A probable interaction between the antinociceptive effect of COX inhibitors and endocannabinoids was investigated in previous studies. IT pretreatment with AM-251, the selective cannabinoid CB1 receptor antagonist, blocked the analgesic effects of indomethacin and flurbiprofen in animal pain models (22). The inhibition of COX-2 at the spinal cord level decreased both prostaglandin generation and endocannabinoid degradation and indicated that the endocannabinergic mechanisms was more responsible for their antinociceptive activities than the inhibition of spinal prostaglandin synthesis (39). Overall, the possible reaction pathways of celecoxib in this study are shown in Figure 4.
Generally, celecoxib inhibits COX II, the enzyme responsible for the conversion of arachidonic acid to prostaglandins and subsequently induction of the inflammatory pain. Furthermore, in the scheme, celecoxib prevents the metabolism of anandamide via inhibition of fatty acid amide hydrolase (FAAH) and COX II. These inhibitions increase the anandamide levels and subsequently cause more activation of CB1 cannabinoid receptors and more antinociception.
In conclusion, the present study suggested that endocannabinoids exhibited a key role in celecoxib antinociception at the spinal level in formalin test.
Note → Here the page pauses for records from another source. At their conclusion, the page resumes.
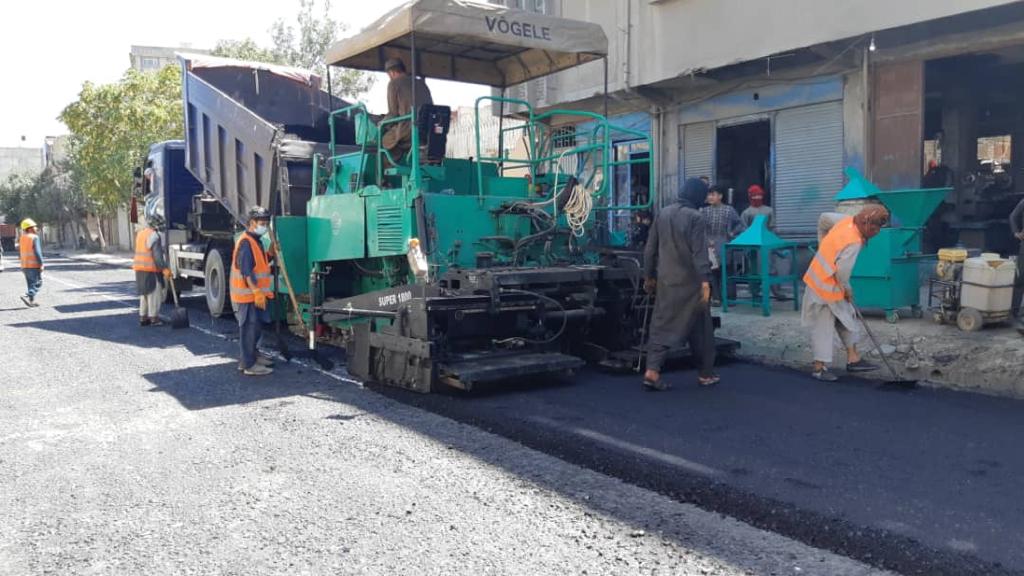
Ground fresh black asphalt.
[25,256,1024,575]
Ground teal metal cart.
[719,214,801,316]
[836,171,952,323]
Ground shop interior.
[922,46,1024,255]
[715,119,771,212]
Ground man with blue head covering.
[643,178,719,390]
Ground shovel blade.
[882,380,918,389]
[171,308,188,329]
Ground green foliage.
[213,0,374,98]
[211,38,288,65]
[59,67,184,214]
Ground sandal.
[643,378,672,392]
[697,374,722,386]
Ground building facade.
[128,45,210,72]
[518,0,1024,249]
[0,147,43,181]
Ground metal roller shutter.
[772,101,843,236]
[683,122,715,181]
[658,122,715,206]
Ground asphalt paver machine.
[273,0,736,393]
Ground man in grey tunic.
[643,178,719,390]
[801,205,889,382]
[132,215,171,326]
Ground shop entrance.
[921,46,1024,254]
[714,120,771,212]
Consistent with this, the antinociceptive effects of celecoxib was antagonized by CB1 receptor antagonist. Accordingly, the maintenance of the endocannabinoid level by COX II inhibition can potentiate the analgesic effects of celecoxib or other NSAIDs and highlight the importance combination use of cannabinoid agents and NSAIDs to increase their safety and efficacy.